師匠・瀧川鯉昇の落語と出会ったのは大学1年生の冬です。それまでの1年間、先輩に連れられて色々な落語家の芸を見ていましたが、どの落語家よりも言葉が新鮮で、心地よくて、ずっと聞いていたいなあと思いました。落語って、同じ演者の同じ演目を二度聞くと「またこの演目か」と思うことが多いんですが、うちの師匠の落語は同じ演目を何度も聞きたくなる。けっこう現代的なくすぐり(ギャグ)も入れるんですが、それが落語を壊さない絶妙なバランス。 師匠は「ああしなさい」「こうしなさい」という形の指導をしない人です。もちろん明らかに間違っていることは正してくれますが、「お前はこうしたほうがいい」という言い方はしません。
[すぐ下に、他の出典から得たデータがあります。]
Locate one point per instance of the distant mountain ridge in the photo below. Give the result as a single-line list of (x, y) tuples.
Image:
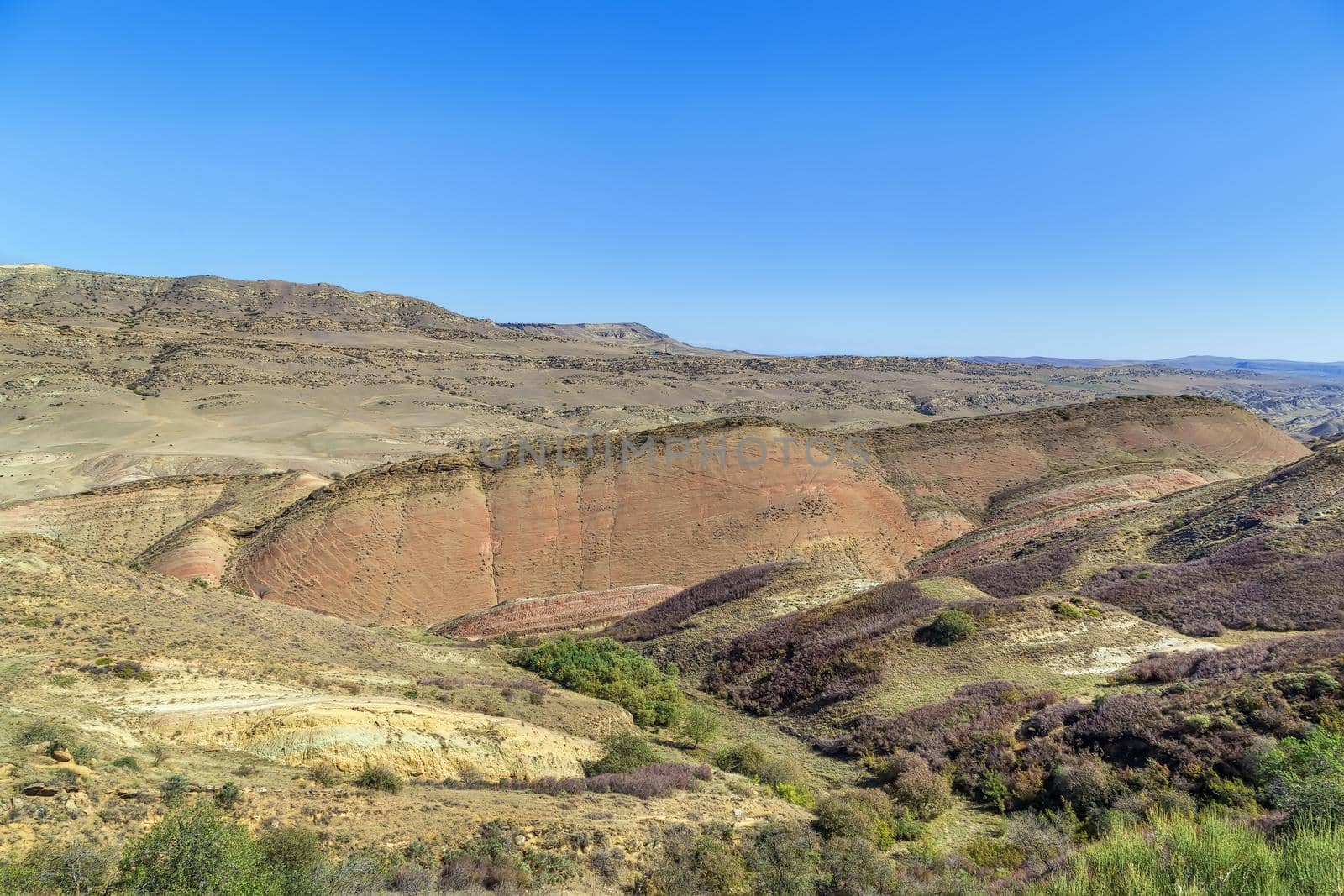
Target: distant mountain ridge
[(1316, 369)]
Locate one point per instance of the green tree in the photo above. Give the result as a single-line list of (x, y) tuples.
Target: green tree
[(783, 860), (951, 626), (1305, 775), (622, 752), (698, 726), (195, 851)]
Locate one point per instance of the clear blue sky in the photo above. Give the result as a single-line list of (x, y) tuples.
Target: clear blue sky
[(1081, 179)]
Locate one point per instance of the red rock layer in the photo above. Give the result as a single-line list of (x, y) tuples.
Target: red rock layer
[(557, 611)]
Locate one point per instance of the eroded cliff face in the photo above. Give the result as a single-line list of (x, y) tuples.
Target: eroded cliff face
[(432, 540), (557, 611)]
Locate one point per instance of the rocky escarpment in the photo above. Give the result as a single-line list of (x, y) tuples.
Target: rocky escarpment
[(434, 539), (555, 611), (181, 526)]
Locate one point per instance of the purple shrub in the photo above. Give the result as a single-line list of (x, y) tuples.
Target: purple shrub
[(1021, 577), (1245, 660), (1249, 584), (817, 656), (671, 614)]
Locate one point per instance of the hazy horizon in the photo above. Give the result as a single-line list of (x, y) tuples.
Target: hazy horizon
[(1136, 183)]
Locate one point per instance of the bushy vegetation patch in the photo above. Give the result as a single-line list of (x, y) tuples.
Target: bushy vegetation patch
[(496, 862), (671, 614), (1016, 578), (1243, 660), (622, 752), (819, 656), (1249, 584), (1304, 777), (602, 668), (948, 627), (380, 777), (647, 782)]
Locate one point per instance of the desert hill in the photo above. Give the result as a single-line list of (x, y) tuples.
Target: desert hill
[(432, 539), (111, 378)]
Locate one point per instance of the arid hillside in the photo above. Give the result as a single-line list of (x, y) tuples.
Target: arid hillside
[(111, 378), (432, 539)]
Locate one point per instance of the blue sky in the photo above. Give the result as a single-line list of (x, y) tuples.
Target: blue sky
[(1102, 181)]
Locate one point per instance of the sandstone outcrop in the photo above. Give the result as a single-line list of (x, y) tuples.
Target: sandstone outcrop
[(555, 611)]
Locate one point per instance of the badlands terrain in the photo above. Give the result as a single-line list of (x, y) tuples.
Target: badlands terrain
[(262, 591), (109, 378)]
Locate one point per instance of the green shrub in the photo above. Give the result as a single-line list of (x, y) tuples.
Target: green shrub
[(601, 668), (228, 795), (858, 813), (698, 726), (295, 855), (692, 866), (62, 868), (324, 773), (951, 626), (1210, 855), (622, 752), (1305, 775), (174, 789), (754, 761), (197, 851), (914, 785), (783, 860), (1066, 610), (131, 669), (853, 866), (38, 731), (380, 777)]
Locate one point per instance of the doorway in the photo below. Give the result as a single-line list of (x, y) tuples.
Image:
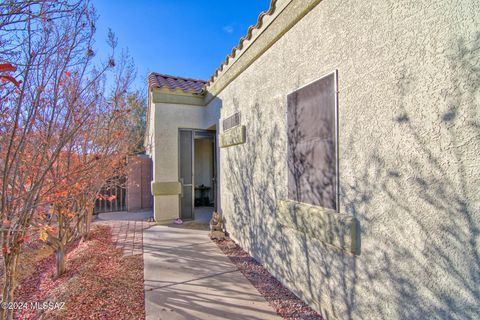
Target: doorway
[(197, 172)]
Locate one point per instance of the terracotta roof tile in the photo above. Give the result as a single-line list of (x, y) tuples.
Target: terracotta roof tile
[(157, 80)]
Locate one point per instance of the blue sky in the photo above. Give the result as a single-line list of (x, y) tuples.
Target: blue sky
[(189, 38)]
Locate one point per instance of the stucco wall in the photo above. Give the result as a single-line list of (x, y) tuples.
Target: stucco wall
[(409, 103), (203, 162), (168, 118)]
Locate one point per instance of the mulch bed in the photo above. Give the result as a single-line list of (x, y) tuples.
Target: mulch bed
[(285, 303), (100, 283)]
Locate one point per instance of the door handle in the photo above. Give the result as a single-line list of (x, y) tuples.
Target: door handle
[(181, 187)]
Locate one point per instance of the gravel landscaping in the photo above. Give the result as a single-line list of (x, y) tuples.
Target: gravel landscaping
[(285, 303)]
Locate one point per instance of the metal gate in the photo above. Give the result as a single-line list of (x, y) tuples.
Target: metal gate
[(112, 197)]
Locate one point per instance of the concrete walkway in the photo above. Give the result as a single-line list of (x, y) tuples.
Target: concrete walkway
[(188, 277)]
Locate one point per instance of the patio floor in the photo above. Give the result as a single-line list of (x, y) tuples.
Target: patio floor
[(188, 277)]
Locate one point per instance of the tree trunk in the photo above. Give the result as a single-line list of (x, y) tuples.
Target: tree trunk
[(60, 259), (10, 264)]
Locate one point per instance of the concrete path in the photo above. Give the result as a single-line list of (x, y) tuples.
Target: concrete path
[(188, 277)]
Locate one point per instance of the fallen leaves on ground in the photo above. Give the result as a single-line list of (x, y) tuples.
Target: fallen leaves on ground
[(100, 283), (285, 303)]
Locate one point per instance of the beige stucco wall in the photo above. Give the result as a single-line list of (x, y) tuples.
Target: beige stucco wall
[(409, 125), (168, 118), (203, 162)]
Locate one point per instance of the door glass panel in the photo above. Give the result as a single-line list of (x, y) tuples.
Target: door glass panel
[(186, 205)]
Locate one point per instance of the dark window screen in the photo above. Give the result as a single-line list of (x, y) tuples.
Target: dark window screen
[(312, 144), (232, 121)]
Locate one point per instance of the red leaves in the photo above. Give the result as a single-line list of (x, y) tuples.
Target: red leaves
[(98, 283), (7, 67)]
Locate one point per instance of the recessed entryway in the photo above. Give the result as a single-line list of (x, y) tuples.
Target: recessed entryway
[(197, 171)]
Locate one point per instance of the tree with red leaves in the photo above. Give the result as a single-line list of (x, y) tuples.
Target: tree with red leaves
[(56, 125)]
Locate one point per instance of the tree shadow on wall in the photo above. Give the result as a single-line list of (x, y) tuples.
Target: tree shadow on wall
[(419, 208), (428, 266)]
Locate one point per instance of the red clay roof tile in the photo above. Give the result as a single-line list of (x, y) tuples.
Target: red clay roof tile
[(158, 80)]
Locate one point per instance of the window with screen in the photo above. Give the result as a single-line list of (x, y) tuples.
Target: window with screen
[(312, 143)]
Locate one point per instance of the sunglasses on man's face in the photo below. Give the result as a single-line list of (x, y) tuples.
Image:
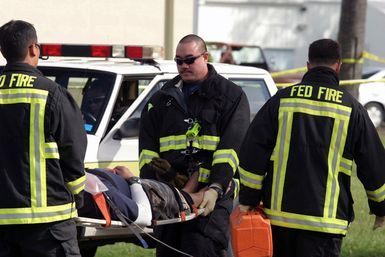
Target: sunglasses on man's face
[(187, 60)]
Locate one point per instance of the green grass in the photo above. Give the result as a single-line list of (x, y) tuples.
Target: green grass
[(361, 240)]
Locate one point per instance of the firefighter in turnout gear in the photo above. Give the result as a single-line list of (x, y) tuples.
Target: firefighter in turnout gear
[(42, 150), (297, 158), (196, 122)]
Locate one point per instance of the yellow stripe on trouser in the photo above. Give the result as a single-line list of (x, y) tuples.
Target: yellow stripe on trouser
[(341, 115), (180, 142), (146, 156), (250, 179), (228, 156), (37, 214), (77, 185), (377, 195), (306, 222)]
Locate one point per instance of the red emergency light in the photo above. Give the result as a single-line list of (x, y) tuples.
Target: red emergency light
[(76, 50), (133, 52), (106, 51)]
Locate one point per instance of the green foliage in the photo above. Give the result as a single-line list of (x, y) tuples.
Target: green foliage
[(124, 249), (361, 240)]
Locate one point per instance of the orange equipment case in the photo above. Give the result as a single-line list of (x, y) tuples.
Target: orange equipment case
[(251, 234)]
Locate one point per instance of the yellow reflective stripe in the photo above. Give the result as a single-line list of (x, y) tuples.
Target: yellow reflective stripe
[(77, 185), (226, 156), (281, 150), (175, 142), (37, 214), (341, 115), (51, 151), (146, 157), (179, 142), (315, 108), (250, 179), (204, 175), (337, 145), (236, 188), (377, 195), (346, 166), (206, 142), (307, 222)]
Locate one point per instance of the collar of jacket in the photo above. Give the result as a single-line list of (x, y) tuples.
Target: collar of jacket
[(206, 89), (22, 67), (321, 76)]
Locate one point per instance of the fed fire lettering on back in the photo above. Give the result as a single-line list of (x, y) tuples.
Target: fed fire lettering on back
[(324, 93), (18, 80)]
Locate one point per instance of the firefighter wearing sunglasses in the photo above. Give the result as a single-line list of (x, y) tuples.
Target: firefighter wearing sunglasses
[(195, 123)]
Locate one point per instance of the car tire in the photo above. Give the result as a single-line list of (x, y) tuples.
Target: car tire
[(376, 113)]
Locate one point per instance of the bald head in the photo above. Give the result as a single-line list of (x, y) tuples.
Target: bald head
[(196, 39)]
「じぶんの感性で気づくしかない」という信条だそうです。「俺に似るな」とも言います。
 
この春、四年間の前座修業を終え二ツ目に昇進し、先日は桜木町の横浜にぎわい座で二ツ目昇進披露目の落語会を催しました。校友の先輩方にも多数お運びいただきまして、心からお礼申し上げます。まだまだ「じぶんの落語」を模索する毎日。頼りねえなあと思われると思いますが、いま目の前のお客様に喜んでいただけるよう精一杯やらせていただきますので、人寄せの機会などありましたら気軽にお声掛けください。
 
先日、落語家として生きていますという報告も兼ねて逗子開成の先生方へ挨拶に伺ったのですが、いずれの先生も、「たぶん、あの先生はこういう反応をするだろうなあ」と思った通りのリアクションをしてくれました。逗子開成の先生方はどの先生も個が強くて、人の期待に応えてくれるという意味で、先生方も「芸人」だなあと思いました。